The global burden of surgical disease has not been well quantified, but is potentially immense. Given the enormity of the problem and the relative paucity of data, definition and monitoring of surgical burden of disease is an essential step in confronting the problem. This study aimed to estimate the prevalence of non-acute surgical disease symptoms in a low-income population.

Methods

The survey was conducted as part of the Indus Hospital Community Cohort in Karachi, Pakistan. A systematic random sampling design was used to enroll 667 households from March to August 2011. An unvalidated questionnaire intending to measure prevalence of surgical symptoms was administered to 780 participants.

Results

761 participants completed the screening questionnaire, with 346 (45 %) reporting one or more symptoms requiring surgical assessment (excluding those screened positive for symptoms of osetoarthritis), of which only 8.4 % followed up on scheduled appointments at the referral hospital. A total of 126 past surgical procedures were recorded in 120 participants.

Conclusion

There is a high prevalence of symptoms suggestive of surgical diseases in our urban catchment population with relatively convenient access to health facilities including a tertiary care hospital providing free of cost care.

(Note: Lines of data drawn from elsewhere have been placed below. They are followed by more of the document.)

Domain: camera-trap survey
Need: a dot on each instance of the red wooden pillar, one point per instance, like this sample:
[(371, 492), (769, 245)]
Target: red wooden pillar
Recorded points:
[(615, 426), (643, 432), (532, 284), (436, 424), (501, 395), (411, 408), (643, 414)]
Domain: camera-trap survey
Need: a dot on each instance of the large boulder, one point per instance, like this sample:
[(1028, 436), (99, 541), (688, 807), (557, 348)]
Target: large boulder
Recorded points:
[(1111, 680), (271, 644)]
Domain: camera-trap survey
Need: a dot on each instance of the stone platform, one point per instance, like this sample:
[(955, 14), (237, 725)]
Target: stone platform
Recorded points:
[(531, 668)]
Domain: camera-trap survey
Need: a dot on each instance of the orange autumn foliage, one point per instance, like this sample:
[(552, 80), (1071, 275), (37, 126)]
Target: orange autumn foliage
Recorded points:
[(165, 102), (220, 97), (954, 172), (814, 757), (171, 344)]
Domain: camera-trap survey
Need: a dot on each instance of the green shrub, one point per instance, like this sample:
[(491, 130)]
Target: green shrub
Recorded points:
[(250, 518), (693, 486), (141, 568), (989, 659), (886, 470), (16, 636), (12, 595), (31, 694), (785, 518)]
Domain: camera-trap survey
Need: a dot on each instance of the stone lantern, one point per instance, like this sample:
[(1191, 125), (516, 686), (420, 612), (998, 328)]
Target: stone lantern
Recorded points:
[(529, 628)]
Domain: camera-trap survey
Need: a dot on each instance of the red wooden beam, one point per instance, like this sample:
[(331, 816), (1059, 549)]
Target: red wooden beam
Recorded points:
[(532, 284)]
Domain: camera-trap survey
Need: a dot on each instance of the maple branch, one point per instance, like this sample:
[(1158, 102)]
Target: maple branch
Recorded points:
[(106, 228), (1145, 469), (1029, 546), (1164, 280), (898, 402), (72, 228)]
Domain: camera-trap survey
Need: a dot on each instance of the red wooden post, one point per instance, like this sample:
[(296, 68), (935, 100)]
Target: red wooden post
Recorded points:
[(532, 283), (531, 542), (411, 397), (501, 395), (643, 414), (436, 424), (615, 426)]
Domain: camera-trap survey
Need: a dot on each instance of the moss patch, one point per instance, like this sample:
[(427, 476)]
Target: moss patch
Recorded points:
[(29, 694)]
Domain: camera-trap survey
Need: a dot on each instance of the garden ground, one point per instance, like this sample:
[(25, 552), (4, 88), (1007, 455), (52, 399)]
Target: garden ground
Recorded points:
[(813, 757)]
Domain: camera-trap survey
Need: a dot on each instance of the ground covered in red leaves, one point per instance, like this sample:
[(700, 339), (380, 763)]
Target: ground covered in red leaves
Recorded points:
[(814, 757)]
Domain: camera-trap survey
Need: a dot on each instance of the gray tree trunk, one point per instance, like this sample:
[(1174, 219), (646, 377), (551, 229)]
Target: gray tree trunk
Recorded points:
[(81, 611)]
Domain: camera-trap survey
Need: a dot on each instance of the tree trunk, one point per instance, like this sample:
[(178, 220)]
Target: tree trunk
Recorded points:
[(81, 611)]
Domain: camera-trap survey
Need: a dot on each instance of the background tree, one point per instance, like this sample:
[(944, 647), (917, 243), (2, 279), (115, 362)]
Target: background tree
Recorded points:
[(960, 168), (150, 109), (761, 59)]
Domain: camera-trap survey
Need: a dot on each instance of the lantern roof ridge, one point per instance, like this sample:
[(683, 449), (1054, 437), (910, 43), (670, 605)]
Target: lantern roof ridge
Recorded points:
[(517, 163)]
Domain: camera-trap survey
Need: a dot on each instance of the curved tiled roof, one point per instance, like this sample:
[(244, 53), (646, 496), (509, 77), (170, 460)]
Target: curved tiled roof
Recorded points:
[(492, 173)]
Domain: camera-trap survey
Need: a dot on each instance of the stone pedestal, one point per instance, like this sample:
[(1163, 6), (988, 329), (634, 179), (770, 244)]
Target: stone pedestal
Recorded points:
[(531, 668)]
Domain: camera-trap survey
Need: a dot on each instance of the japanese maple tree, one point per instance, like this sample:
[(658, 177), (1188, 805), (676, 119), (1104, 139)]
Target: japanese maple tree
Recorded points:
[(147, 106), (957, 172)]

The perceived severity of symptoms, and a complex interaction of other factors, may play an important role in understanding health seeking behavior in our population. Developing a context-specific validated tool to correctly identify surgical symptoms disease in the community with appropriate referral for early management is essential to identify and therefore reduce the burden of surgical diseases within the community. This must happen hand in hand with further studies to understand the barriers to seeking timely health care.

Conflict of interest

None.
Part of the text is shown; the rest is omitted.